Big (Alternative) Data in Credit Decisioning

Slate Wednesday published a blog post profiling a number of companies involved in P2P lending and online short-term and payday lending which rely on social networking data from borrowers to help gauge credit risk. The post also examined the technologies available to the companies via vendors such as Kreditech.

Lenddo, LendUp, and Wonga all use such alternative data and scoring technologies to help screen applicants.

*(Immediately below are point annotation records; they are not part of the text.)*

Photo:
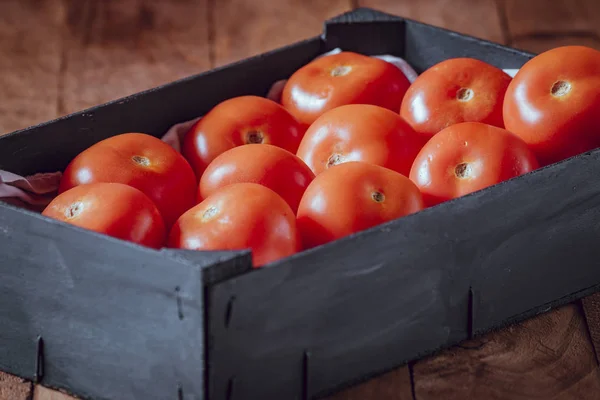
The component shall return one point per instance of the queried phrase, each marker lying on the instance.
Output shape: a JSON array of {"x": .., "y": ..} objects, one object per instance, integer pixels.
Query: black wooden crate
[{"x": 107, "y": 319}]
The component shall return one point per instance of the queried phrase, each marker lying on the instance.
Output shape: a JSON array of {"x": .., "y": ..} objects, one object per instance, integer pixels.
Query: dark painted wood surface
[{"x": 59, "y": 56}]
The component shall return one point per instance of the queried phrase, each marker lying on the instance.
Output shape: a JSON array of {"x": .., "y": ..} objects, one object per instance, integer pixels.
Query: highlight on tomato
[
  {"x": 343, "y": 78},
  {"x": 237, "y": 217},
  {"x": 141, "y": 161},
  {"x": 454, "y": 91},
  {"x": 467, "y": 157},
  {"x": 236, "y": 122},
  {"x": 114, "y": 209},
  {"x": 352, "y": 197},
  {"x": 553, "y": 103},
  {"x": 360, "y": 132},
  {"x": 270, "y": 166}
]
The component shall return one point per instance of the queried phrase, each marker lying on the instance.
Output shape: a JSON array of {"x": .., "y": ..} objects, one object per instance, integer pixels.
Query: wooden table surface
[{"x": 60, "y": 56}]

Some of the elements involved in these types of alternative screening processes can include location data (GPS, micro-geographical), social graph (likes, friends, locations, posts), behavioral analytics (movement and duration on the webpage), people’s e-commerce shopping behavior and device dats (apps installed, operating systems). The core thesis of the piece:

All these efforts are premised on the sensible idea that current models of assessing creditworthiness focus on too few indicators, shutting off many potential borrowers who pay their bills on time but don’t have good (or any) credit histories. “Big data” can separate the lazy slackers from those who truly deserve better loan terms. The goal, then, is to get as many data as possible, perhaps even nudging potential applicants to pre-emptively disclose as much information about themselves as possible.

The focus of the blogger’s argument is privacy. Even though new technologies may facilitate greater access to credit, what is the price in terms of personal privacy for those needing expanded access?

Click here to read more from Slate.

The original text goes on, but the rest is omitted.